Coba lakukan sesuatu yang berbeda: blanja di toko baru, ke sekolah jalan kaki, manjat tower kampus. Eh, yg terakhir jangan dink. Coba sesekali pulang lewat jalan yg beda. Kalau biasanya pulang ke Serpong, sesekali cobalah pulang ke Bekasi. Eh nggak gitu juga kali ya? Pengalaman baru, orang-orang baru, tempat baru, kesan yang baru. Semuanya adalah sumber ide yang luar biasa. Yakin!
Melihat hal-hal yang baru akan memancing ide-ide baru untuk keluar. Langsung catat begitu ide itu nongol. Siap?

(4) Banyak membaca
Cara terbaik #MenangkapIde selain tekun menulis adalah dengan banyak membaca.

Stephen King pernah berkata: Mereka yg tidak mau meluangkan waktu untuk membaca tidak akan punya sarana dan kemampuan untuk menulis. Seberapa penting sih peran aktivitas membaca bagi seorang penulis? Penting sekali. Kalau diibaratkan, membaca itu kegiatan wajib penulis. Jika olahraga baik untuk tubuh, maka membaca itu sangat baik untuk pikiran. Karena setiap penulis dulunya pernah jadi pembaca, dan seharusnya pun dia akan dan tetap jadi pembaca, selalu.
Selain banyak baca, baca juga buku-buku yang selama ini mungkin jarang kamu baca. Jika biasanya baca novel, sesekali bacalah buku nonfiksi. Kalau selama ini baca novel2 remaja yang tipis, cobalah sesekali baca novel klasik yang setebal bantal. Berani nggak hayo? Jangan lupa, bacalah majalah dan surat kabar. Dua media ini kadang adalah sumber ide yang berkelimpahan. Dengan banyak membaca, kita berarti telah memasukkan sejuta benih ide ke dalam kepala kita. Suatu saat, ide itu akan menjelma karya besar.

(5) Jalan-jalan, travelling, hiking, berwisata.
Inilah cara terasyik untuk cari ide: JALAN-JALAN.
Travelling atau jalan-jalan sangat ampuh untuk membuka dan meluaskan pandangan, bertemu orang dan tempat baru, pengalaman baru. Ada begitu banyak cerita, pengalaman, orang, dan tempat baru yang bisa kita dapatkan dengan jalan-jalan. Termasuk ide menulis juga. Cucilah mata dgn melihat hal/tempat/orang baru, niscaya semakin banyak ide akan membanjir ke dalam kepala. Hindari jalan2 yg hanya menawarkan wisata belanja semata, pilihlah wisata alam, wisata pendidikan, wisata sejarah dan budaya. Itu keren!

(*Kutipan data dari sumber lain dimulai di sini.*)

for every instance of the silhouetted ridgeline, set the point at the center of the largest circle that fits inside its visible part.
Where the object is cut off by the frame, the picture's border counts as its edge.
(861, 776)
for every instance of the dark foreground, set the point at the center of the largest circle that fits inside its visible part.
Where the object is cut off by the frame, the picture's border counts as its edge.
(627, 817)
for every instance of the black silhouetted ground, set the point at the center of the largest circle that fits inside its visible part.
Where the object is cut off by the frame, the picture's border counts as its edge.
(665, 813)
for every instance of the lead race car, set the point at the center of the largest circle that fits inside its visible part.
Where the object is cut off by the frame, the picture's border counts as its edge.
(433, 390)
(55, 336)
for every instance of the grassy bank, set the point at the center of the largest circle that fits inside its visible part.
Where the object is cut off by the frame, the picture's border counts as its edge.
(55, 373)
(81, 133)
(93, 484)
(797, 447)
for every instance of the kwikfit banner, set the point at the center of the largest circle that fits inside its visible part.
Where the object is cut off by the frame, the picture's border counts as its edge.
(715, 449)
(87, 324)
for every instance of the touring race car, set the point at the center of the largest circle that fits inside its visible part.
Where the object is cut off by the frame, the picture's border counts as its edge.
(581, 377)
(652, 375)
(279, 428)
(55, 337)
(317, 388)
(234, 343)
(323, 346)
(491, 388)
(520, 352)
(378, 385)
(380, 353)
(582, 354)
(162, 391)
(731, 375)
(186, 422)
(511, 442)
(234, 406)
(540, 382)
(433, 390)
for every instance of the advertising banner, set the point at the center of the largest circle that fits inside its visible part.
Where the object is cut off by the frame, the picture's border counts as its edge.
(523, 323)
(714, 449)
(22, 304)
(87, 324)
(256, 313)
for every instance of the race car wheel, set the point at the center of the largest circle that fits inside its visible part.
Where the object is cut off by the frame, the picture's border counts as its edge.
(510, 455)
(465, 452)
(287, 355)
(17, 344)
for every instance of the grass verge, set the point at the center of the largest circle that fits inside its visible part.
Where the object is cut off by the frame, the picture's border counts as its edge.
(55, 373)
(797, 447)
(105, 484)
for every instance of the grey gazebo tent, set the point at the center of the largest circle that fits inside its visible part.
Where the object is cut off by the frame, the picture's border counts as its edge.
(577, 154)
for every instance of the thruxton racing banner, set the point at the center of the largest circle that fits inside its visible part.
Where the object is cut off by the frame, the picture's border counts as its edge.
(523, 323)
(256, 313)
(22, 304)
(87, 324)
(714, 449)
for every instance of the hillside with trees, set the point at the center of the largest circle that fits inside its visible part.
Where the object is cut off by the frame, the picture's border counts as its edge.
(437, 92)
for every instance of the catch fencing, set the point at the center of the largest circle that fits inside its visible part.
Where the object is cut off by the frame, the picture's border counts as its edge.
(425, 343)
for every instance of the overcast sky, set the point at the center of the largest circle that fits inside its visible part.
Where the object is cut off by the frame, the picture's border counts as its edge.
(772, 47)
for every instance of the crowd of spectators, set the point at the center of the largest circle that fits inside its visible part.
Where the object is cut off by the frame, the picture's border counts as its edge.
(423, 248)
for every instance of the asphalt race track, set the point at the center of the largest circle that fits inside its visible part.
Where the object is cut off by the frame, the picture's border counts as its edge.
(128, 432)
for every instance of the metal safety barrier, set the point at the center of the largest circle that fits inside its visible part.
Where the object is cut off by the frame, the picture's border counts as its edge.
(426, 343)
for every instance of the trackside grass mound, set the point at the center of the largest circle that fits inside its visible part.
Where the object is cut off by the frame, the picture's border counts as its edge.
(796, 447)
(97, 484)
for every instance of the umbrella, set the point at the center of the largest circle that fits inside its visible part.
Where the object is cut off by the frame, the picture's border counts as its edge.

Pengalaman baru (entah buruk atau menyenangkan) saat berjalan-jalan akan menjadi sumber ide yang sangat kuat. Segera tulis. Tapi, jangan sampai kamu asyik jalan-jalan dan melupakan tulisan ya. Tuliskan perjalananmu dalam karya, abadikan dalam tulisan. Zaman sekarang, jalan-jalan tidak lagi seribet dulu. Banyak komunitas traveller yang bisa kamu ikuti. Hayuk, jalan-jalan.

(6) Istirahat cukup, rutin berolahraga, dan makan makanan bergizi. Intinya, jaga kesehatan.
Adagium lama bahwa di dalam tubuh yang sehat terdapat jiwa yang kuat rupanya juga berlaku dalam dunia tulis-menulis. Menjadi sehat adalah cara yang menyenangkan untuk #MenangkapIde. Ide bagus biasanya muncul ketika tubuh dalam keadaan rileks, segar, tenang, bahagia, dan sentosa. Jadi, ayo kita sehat!

Sudah tidak zamannya lagi penulis kurus kering, kere, batuk-batuk, jalannya sempoyongan. Penulis keren itu sehat, sehat lebih baik. Meskipun kata orang, ilham sering datang saat tengah malam, tapi jangan juga kamu begadang semalaman demi #MenangkapIde. Demi ide tulisan juga, nggak kemudian kamu jadi lupa makan dan lupa minum. Segala sesuatu yang berlebihan itu tidak baik, Kak.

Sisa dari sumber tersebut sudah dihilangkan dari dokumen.